• Friday 10th April 2020


  • Published on: January 8, 2020

  • Donald Trump is in the White House and he has his priorities. He has his presidential elections to fight this November. He has his impeachment to tackle before then. In all probability it is these priorities that condition his foreign policy. His type of nationalism favors his unilateralism. The self-proclaimed leader of the ‘free world’ can leave the tail to wag by itself. He must display his unilateralism on his own. And, so, he can ‘drone an Iranian general in Iraq and threaten more targets in case there is Iranian retaliation. This American ‘nationalism’ evidently sends the rest of the world reeling. Iraq, as American partner after deliberate American regime change there must now be bewildered at the cost of this partnership because the Americans targeted Iraqi soil and also killed Iraqis in the process. To boot, the delicate balance that post- Saddam Hussein, post-ISIS Iraq had set up with long time enemy Iran and its Shiite majority regime now appears in tatters putting Iraq once again squarely in a conflict zone engineered by Trump himself. Antennae are up once again in West Asia bracing for an Iranian backlash that Trump has announced will be countered by further such targeting. This unilateral behavior, furthermore, has no U.S. partners. The U.S. had had partners while dealing with Iran until Trump withdrew unilaterally from a nuclear deal with that country to which his partners, the other guarantors in the deal, remain in disagreement. Provoked by more sanctions by Trump, Trump’s most recent display of unilateral behavior has prompted Iran to forgo the nuclear deal altogether to the chagrin of the other Western powers to whom the deal as such remains congenial.

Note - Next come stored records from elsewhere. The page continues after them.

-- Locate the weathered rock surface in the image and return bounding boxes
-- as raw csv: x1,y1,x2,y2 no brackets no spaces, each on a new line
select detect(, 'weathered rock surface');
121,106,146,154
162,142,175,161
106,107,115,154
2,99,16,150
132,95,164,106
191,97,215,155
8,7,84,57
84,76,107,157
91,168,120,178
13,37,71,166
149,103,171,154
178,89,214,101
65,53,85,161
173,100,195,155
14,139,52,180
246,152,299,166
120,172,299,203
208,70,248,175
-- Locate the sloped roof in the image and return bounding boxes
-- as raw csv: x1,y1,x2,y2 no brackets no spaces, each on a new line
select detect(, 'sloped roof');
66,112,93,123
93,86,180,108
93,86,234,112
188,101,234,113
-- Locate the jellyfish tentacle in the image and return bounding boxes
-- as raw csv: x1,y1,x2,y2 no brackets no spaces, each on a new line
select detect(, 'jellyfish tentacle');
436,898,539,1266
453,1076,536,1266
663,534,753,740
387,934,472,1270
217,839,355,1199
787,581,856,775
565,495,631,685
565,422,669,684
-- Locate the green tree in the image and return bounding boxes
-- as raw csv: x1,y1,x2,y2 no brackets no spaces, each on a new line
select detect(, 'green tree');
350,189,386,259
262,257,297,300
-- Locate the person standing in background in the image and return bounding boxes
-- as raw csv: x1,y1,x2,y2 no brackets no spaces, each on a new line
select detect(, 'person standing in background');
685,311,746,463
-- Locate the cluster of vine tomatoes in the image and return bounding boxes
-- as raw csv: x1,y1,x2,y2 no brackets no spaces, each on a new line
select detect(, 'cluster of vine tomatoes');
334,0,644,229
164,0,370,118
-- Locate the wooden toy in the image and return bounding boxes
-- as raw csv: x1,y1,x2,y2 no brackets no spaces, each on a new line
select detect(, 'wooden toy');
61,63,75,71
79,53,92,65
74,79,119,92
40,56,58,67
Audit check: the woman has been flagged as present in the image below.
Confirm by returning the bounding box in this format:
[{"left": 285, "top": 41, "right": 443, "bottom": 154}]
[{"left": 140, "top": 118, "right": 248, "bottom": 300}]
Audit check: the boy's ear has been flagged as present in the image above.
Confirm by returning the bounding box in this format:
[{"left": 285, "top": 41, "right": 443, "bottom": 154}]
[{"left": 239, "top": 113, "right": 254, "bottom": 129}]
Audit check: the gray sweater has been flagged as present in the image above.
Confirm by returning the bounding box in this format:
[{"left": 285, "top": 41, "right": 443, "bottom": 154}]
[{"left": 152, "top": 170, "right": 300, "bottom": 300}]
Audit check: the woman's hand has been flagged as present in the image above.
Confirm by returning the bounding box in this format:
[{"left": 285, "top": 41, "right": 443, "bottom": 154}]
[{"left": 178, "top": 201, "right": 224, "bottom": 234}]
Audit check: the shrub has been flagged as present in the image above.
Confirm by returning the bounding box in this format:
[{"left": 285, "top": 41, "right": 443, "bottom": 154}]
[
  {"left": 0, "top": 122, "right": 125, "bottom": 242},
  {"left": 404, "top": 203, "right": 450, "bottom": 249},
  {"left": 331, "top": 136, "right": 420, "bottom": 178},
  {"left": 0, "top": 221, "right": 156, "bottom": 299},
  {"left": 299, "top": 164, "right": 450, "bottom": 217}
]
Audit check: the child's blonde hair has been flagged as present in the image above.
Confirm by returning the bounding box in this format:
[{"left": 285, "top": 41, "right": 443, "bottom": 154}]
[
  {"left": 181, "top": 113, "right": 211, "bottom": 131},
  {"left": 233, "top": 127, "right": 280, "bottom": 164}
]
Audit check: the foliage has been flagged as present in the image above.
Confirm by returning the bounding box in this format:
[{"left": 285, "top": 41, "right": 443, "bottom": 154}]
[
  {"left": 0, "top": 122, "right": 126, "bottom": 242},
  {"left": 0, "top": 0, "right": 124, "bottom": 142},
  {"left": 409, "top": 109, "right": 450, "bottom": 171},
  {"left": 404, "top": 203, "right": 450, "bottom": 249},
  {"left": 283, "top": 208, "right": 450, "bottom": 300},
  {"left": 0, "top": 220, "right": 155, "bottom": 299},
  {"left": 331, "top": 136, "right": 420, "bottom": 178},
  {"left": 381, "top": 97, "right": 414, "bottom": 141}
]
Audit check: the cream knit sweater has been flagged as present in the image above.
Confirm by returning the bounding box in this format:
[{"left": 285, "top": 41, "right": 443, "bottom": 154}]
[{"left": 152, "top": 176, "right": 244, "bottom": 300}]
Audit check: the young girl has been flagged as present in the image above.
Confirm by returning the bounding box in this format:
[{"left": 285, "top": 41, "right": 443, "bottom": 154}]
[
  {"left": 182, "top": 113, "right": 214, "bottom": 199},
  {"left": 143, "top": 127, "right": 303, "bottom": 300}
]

    Iran, at the eastern end of the West Asian conundrum, moreover, borders fragile Pakistan and Afghanistan, the latter country hosting American military presence still. As much as these countries would very much come under the possible conflagration zone, perhaps a raw deal in Trumpism has been dealt to the Saudis with whom America under trump seeks to flaunt a new partnership. As is understood, the Iranians and the Saudis, it is learnt, were lowering the pitch of their sphere of rivalry in the knowledge that intensification of differences could jeopardize the region itself. As the region braces itself with a hike in oil prices as a result of this deliberate provocation, the drone attack set the world reeling in analysis of U.S. priorities. Trump is not just dealing unilaterally outside his country. His country also braces for the effects of his unilateral decision. It is now no longer just Russia or China or, even, North Korea that Trumpism chooses to aggrandize. The action’s long term effects on U.S.-Israel or U.S.-Turkey relations and with many more countries will have been brought under review out of necessity. The American president my relish his Lone Ranger image. Clearly, the world is increasingly uncomfortable because of this. A no-rules based system in international relations is certainly not conducive to global order and peace.